Threonine

Threonine, the last essential dietary amino acid to be identified, was found in 1935 by William Cumming Rose. This amino acid supports the human immune system by helping in the production of antibodies.

Chemical Structure
Structure of Threonine

IUPAC Name: (2S,3R)-2-Amino-3-hydroxybutanoic acid
Symbol: Three-letter code - Thr. One-letter code - T
Molecular Weight (Molar Mass): 119.11916 g/mol
Molecular Formula (Structural Formula): C4H9NO3
Canonical SMILES: CC(C(C(=O)O)N)O
Isomeric SMILES: C[C@H]([C@@H](C(=O)O)N)O
InChIKey Identifier: AYFVYJQAPQTCCC-QYISKGLTDV
CAS Number: 72-19-5
MDL Number: MFCD00064270
Melting point: 256 °C
Solubility in water: 90 g/L (20 °C); pKa - 2,09; pKb - 9,10
2D Molfile: Get the molfile
3D PDB file: Get the PDB file
Other names: (2S,3R)-2-Amino-3-hydroxybutyric acid; L-2-Amino-3-hydroxybutyric acid; (S)-Threonine


Since Threonine is found largely in the central nervous system, it can be really helpful in treating different types of depression. This amino acid makes up elastin, collagen, and enamel protein, and even promotes the proper fat metabolism in the liver. Finally, Threonine is known for aiding the digestive and intestinal tracts to function more smoothly, as well as for helping in metabolism and assimilation.

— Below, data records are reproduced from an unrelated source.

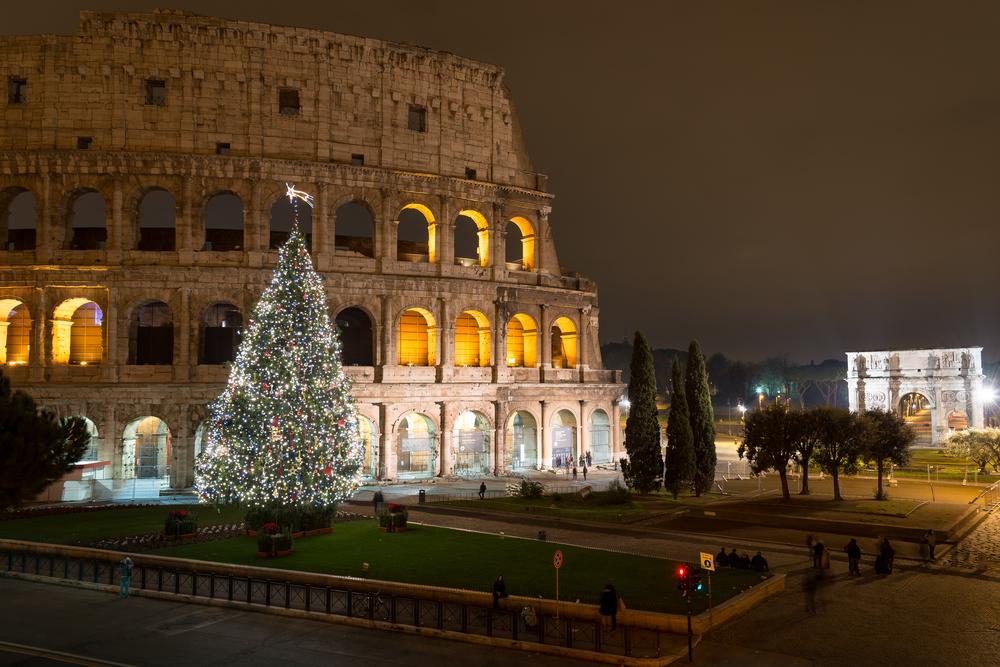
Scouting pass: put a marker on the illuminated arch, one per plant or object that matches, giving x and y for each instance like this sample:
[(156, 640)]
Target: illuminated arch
[(522, 341), (470, 444), (482, 232), (417, 338), (77, 333), (521, 446), (416, 235), (563, 340), (416, 446), (472, 339), (523, 252), (145, 449), (15, 332)]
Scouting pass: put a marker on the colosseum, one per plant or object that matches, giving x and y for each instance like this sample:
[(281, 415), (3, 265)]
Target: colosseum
[(143, 163)]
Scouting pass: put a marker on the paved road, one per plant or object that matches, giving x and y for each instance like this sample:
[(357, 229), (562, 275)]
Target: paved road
[(142, 631)]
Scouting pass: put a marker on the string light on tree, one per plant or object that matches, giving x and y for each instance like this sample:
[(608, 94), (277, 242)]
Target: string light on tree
[(284, 432)]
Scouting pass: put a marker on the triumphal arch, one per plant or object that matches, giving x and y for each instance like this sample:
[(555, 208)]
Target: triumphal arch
[(935, 391)]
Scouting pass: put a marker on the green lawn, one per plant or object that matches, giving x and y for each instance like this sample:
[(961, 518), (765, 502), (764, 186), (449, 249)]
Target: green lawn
[(569, 506), (459, 559), (87, 527)]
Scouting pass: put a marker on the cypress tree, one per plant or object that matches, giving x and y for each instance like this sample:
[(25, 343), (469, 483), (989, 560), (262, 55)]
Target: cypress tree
[(702, 419), (679, 465), (642, 430)]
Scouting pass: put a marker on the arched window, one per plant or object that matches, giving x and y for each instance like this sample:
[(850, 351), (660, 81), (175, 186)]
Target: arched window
[(600, 437), (416, 446), (369, 448), (563, 430), (472, 339), (283, 217), (563, 340), (221, 331), (520, 248), (151, 335), (415, 235), (355, 229), (471, 445), (417, 338), (18, 219), (522, 341), (145, 450), (157, 221), (88, 224), (521, 447), (356, 337), (224, 222), (472, 239), (15, 333), (77, 333)]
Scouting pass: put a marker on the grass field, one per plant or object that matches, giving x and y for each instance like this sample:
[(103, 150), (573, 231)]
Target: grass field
[(459, 559), (87, 527)]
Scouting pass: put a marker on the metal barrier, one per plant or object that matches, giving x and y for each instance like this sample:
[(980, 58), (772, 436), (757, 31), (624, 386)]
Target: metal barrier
[(438, 609)]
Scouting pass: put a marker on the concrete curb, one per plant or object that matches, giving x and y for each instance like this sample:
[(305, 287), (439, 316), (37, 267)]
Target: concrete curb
[(547, 649)]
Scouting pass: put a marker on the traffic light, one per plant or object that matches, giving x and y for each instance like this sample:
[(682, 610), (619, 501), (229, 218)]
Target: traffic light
[(683, 579)]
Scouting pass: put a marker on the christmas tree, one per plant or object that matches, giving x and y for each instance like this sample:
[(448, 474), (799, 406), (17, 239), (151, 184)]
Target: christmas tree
[(284, 433)]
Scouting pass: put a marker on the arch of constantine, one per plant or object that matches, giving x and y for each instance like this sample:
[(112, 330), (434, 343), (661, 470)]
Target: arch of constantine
[(935, 391), (143, 163)]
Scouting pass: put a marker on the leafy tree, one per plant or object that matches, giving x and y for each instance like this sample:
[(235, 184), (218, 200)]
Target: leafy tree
[(699, 401), (678, 466), (769, 441), (808, 434), (644, 467), (36, 448), (981, 445), (886, 439), (840, 437)]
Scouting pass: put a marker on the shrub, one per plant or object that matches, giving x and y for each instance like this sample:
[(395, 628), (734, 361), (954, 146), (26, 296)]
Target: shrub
[(180, 522)]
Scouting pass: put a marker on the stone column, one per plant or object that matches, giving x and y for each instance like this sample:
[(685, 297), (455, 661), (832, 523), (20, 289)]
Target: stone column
[(544, 438)]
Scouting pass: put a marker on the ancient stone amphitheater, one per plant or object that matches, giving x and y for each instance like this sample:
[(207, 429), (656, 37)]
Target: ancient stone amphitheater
[(142, 167)]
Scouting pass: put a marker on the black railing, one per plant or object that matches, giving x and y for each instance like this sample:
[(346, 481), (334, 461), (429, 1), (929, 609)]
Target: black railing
[(398, 607)]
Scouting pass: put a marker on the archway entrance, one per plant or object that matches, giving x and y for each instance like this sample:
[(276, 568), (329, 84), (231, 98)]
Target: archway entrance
[(600, 437), (471, 445), (520, 450), (416, 447), (563, 430), (915, 409)]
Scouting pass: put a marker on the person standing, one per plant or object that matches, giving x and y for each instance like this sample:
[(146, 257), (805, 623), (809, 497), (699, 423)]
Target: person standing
[(609, 605), (125, 578), (499, 591), (930, 539), (853, 550)]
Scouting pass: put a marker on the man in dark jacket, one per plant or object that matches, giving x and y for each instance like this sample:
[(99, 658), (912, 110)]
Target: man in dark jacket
[(853, 550)]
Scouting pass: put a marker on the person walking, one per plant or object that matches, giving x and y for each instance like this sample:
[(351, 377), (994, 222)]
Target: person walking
[(609, 605), (125, 578), (499, 591), (853, 550), (930, 539)]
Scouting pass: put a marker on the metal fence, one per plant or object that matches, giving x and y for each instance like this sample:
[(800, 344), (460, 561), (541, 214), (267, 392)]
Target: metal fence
[(433, 611)]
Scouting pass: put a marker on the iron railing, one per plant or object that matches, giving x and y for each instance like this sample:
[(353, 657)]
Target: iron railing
[(415, 606)]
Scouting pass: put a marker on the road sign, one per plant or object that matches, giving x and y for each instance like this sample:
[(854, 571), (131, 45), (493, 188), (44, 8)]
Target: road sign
[(707, 562)]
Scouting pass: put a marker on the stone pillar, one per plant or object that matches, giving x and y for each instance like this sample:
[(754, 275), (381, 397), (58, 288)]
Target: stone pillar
[(545, 438)]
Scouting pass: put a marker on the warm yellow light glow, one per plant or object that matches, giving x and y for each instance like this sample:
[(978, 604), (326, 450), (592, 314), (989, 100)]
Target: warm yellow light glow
[(417, 338)]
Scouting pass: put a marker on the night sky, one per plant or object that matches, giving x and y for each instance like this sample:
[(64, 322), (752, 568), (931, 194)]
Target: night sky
[(772, 178)]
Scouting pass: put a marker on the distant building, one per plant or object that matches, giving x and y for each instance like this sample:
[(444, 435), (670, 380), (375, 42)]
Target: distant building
[(935, 391)]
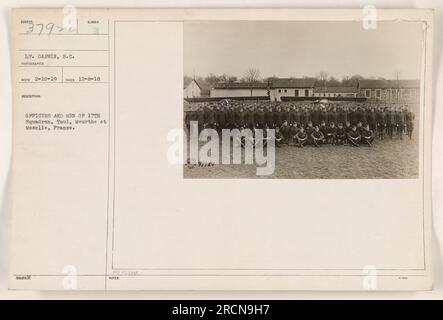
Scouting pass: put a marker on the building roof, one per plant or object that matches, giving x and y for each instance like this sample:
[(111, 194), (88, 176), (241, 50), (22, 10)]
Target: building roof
[(376, 84), (190, 82), (240, 85), (293, 83), (335, 89)]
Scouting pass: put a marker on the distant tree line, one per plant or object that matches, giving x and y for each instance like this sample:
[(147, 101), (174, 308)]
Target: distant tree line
[(253, 75)]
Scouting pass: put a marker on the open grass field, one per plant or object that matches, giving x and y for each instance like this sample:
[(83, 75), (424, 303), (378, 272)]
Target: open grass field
[(386, 159)]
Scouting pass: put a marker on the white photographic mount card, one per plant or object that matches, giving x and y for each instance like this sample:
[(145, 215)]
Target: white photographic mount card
[(111, 189)]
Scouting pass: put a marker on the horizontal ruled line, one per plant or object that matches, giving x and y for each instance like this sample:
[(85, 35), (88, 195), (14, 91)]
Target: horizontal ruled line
[(104, 50), (63, 34), (59, 82), (38, 66)]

Threonine is an essential amino acid, i.e., it is vital for your health, but it canott be synthesized by your body and therefore has to be obtained from a diet. This amino acid supports central nervous, cardiovascular, liver, and immune system functioning - just to name a few. Moreover, it helps in the synthesis of glycine and serine which, in their turn, assist in the production of collagen, elastin, and muscle tissue. In addition, Threonine aids building strong bones and tooth enamel and speeds up a wound healing process after trauma or surgery by boosting up the immune system.

Threonine works the following way: it combines with aspartic acid and Methionine to jointly help liver digest fats and fatty acids. This process helps reduce the accumulation of fat in the liver, which would otherwise affect the liver function. This amino acid is also useful in treating Lou Gehrig's disease, aka Amyotrophic Lateral Sclerosis. Scientific researches show that Threonine treatment also helps alleviate symptoms of Multiple Sclerosis - another disease affecting nerves and muscles. Besides, Threonine is recognized as an immunostimulant promoting the growth of thymus gland.

As for other nutrients, they are also better absorbed if Threonine is present, which has been successfully used as a part treatment of mental health. Proper levels of Threonine can be found in most meats, dairy and eggs. Vegans may obtain it from the wheat germ, nuts, beans and some vegetables, but in lower quantities.